D.NEWS®  mobile version   May   2023

New work, old evaluations?

Potential identification as a turning point in the culture of development

COVER

TEAM FINDINGS

Cultural tips from the Dasein EMA Partners Brazil team

TEAM FINDINGS

An Ode to Perseverance

Tip from the Director of Dasein EMA Partners Brazil, Daniel Rezende.

With the dream of living off sports, sisters Yusra and Sarah Mardini flee from a war-torn Syria and seek refuge in Europe. This is the starting point of the film “The Swimmers,” inspired by the story of the young Syrian women who had to swim across the Aegean Sea. According to the tip’s author, Dasein EMA Partners Brazil Director Daniel Rezende, with a powerful story of overcoming, dreams, and hope, they continue to live their lives even in the chaotic environment that surrounds them.

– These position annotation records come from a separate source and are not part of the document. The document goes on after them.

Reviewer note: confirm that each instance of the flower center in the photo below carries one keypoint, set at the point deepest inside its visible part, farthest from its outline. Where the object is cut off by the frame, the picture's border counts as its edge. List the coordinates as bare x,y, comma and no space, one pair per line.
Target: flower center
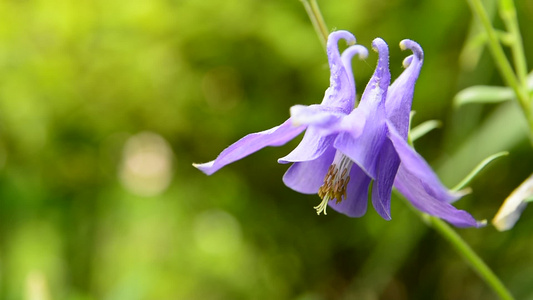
335,182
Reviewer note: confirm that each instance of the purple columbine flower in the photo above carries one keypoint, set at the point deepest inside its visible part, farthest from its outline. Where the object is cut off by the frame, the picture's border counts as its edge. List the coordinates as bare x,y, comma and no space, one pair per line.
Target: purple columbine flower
344,149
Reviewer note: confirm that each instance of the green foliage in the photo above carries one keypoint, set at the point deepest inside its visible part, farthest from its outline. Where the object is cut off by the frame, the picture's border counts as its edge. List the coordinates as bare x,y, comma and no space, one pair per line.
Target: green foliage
104,105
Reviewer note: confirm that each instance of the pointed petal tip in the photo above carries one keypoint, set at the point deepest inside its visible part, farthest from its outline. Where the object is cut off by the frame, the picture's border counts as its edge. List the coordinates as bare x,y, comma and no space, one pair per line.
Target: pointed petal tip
205,167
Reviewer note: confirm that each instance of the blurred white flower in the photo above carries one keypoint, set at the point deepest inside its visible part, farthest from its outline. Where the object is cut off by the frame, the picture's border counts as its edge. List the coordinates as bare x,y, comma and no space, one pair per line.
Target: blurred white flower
146,167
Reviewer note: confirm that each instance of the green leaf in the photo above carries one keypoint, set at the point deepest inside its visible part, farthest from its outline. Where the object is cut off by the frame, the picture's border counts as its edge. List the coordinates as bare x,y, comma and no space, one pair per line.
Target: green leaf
483,94
423,128
477,169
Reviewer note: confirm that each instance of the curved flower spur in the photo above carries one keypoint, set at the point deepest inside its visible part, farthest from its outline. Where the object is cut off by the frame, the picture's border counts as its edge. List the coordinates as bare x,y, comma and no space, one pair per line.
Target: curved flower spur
338,99
344,149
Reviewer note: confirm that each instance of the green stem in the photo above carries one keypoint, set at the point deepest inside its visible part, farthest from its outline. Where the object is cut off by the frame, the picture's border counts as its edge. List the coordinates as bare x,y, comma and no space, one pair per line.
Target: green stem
503,64
469,255
508,14
313,11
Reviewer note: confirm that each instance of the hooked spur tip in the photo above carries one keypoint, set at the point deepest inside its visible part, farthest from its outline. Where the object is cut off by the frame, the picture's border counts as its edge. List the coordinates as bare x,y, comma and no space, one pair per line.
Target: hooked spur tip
379,45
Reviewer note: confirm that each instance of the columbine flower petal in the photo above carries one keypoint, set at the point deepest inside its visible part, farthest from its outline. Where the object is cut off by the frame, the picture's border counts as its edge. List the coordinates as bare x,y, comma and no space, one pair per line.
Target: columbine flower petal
251,143
307,177
412,188
400,94
355,204
363,147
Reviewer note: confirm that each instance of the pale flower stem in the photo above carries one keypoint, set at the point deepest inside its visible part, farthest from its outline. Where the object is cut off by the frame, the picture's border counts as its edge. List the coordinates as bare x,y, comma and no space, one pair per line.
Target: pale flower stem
313,11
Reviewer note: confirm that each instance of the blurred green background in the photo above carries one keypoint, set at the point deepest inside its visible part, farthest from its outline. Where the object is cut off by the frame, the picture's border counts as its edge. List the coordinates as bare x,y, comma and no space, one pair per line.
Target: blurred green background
104,105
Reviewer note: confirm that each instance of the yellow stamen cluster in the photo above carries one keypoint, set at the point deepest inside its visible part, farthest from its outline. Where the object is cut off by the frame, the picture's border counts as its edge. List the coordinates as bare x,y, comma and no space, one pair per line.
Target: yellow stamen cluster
335,183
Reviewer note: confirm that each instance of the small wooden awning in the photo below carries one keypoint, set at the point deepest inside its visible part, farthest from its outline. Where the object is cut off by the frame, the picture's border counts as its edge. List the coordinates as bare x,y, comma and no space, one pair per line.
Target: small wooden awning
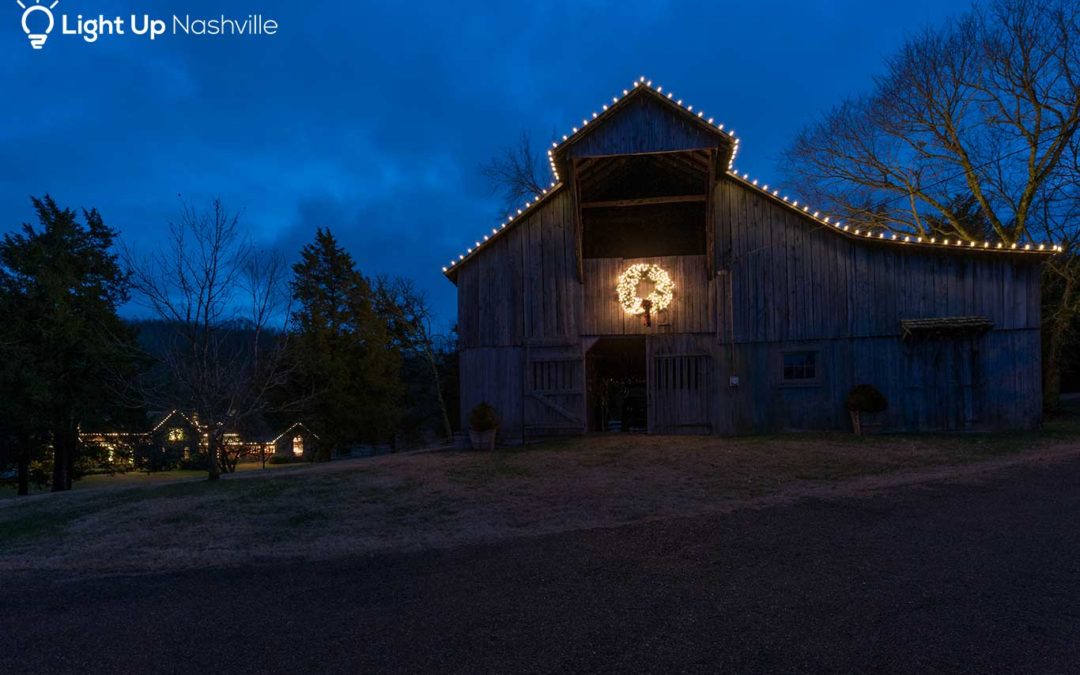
943,327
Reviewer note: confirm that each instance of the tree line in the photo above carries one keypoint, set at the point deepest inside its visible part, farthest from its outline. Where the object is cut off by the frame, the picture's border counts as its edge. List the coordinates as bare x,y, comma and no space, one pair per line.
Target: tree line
232,336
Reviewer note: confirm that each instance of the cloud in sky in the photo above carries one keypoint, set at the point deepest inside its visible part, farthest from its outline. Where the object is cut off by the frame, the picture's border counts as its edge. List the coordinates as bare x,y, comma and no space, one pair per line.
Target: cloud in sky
373,118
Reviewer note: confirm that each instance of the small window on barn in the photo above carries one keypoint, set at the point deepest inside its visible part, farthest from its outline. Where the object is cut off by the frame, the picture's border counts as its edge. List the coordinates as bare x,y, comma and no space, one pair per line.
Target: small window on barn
799,367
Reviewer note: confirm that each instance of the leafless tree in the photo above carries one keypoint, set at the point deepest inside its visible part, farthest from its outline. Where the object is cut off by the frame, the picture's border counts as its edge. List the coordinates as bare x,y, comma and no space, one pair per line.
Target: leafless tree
515,173
971,132
985,107
226,302
410,319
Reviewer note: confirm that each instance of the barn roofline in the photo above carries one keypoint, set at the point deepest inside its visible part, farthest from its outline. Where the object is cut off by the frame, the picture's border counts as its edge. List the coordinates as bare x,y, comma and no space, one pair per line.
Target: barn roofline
643,84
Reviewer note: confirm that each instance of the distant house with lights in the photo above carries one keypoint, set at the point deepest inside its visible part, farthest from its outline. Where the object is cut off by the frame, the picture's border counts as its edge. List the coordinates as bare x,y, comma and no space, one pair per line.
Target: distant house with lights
181,436
652,287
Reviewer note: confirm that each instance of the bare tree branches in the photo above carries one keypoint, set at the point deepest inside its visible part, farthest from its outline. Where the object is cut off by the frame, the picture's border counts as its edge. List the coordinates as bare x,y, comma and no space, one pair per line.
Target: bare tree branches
515,173
985,110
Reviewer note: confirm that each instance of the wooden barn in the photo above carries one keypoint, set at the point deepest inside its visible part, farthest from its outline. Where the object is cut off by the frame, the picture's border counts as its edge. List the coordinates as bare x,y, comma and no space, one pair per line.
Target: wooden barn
655,288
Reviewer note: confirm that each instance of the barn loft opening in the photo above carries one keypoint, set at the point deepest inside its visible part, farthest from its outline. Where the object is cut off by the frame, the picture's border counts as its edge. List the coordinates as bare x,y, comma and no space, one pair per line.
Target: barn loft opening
617,385
643,205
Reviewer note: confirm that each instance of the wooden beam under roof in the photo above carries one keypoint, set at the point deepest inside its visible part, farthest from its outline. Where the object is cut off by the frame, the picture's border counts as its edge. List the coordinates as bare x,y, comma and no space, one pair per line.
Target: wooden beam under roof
674,199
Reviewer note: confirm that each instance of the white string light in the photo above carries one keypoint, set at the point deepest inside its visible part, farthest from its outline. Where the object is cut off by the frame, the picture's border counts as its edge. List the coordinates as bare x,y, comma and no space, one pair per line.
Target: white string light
556,185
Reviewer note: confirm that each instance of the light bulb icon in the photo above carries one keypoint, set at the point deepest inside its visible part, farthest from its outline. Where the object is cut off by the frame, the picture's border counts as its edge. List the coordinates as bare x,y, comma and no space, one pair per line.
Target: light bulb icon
38,39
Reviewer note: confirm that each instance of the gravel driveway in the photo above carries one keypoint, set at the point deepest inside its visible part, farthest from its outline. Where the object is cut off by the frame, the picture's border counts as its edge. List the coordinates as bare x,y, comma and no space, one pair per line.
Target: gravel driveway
979,576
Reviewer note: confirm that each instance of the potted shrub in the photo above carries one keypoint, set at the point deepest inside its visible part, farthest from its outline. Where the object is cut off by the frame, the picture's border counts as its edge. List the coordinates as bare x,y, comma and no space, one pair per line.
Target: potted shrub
865,400
483,424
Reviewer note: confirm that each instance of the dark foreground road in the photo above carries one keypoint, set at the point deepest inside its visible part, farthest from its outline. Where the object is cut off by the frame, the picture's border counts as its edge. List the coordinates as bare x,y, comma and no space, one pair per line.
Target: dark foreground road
968,578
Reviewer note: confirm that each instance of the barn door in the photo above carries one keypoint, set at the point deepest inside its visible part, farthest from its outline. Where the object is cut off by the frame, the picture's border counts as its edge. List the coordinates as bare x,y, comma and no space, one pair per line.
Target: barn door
678,393
554,390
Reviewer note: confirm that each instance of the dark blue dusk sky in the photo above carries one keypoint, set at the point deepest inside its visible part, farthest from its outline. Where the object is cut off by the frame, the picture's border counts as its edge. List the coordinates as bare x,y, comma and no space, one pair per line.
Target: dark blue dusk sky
373,119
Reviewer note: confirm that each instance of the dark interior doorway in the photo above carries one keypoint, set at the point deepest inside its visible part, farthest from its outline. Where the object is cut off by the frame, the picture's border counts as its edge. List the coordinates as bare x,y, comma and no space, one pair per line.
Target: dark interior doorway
618,394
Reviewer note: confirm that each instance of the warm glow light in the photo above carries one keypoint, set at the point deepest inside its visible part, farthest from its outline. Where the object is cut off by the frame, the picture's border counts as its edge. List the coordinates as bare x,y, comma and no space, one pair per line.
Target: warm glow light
643,82
633,275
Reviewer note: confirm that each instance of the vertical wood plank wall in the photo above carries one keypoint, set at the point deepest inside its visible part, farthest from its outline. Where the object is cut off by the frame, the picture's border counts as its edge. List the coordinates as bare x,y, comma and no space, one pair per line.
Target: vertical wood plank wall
786,283
782,283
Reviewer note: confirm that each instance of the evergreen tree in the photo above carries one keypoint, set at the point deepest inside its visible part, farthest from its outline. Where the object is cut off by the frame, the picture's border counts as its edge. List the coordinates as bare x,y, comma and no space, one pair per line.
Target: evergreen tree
345,368
61,285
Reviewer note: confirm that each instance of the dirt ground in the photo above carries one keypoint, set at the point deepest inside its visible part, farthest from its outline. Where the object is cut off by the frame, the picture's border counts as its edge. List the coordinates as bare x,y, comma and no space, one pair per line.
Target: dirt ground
441,500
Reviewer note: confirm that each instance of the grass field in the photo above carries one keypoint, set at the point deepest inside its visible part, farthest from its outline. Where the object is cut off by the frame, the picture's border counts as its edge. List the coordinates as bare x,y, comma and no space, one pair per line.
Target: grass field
415,501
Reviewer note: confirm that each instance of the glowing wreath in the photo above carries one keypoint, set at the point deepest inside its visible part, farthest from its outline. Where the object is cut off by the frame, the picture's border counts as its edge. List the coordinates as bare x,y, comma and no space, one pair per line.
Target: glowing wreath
661,296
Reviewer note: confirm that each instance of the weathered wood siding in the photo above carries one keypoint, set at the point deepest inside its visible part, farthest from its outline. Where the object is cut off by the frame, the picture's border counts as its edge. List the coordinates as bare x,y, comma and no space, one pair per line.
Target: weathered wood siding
692,308
522,293
792,279
786,283
644,125
782,283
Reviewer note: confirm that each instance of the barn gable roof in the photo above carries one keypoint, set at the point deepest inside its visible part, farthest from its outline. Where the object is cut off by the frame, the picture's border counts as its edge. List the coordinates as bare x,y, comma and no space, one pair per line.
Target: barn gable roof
703,126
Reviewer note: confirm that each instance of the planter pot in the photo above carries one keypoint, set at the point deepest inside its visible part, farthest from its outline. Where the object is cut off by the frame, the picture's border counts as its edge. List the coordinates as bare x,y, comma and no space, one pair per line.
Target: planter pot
483,440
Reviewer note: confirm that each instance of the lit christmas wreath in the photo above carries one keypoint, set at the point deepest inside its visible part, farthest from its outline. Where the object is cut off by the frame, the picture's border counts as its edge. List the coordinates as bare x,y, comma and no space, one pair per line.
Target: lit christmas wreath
657,301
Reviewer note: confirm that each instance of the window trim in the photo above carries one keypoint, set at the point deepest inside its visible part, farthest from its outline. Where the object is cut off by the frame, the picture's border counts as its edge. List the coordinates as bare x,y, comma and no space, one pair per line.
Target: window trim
780,380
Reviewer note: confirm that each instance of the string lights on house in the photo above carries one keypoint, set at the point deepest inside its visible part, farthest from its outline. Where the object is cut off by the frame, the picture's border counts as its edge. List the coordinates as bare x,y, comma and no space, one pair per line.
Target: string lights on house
774,193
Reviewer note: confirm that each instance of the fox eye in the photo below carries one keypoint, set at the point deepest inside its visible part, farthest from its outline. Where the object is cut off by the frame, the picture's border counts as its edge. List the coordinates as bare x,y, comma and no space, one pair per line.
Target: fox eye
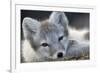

“The Swimmers” is an ode to perseverance, willpower, love of life, love of family, emphasizes Rezende. “It is a film that should be shown to every young person because it is a great lesson. Human and emotional in the sincerity with which it views the entire story. It also shows the sad reality of the horrors of war, the real and cruel routine of people who go through it every day. Families separated in search of better living conditions and who need to go through horrors to achieve a minimum of dignity. A great film about the best and worst of human beings.”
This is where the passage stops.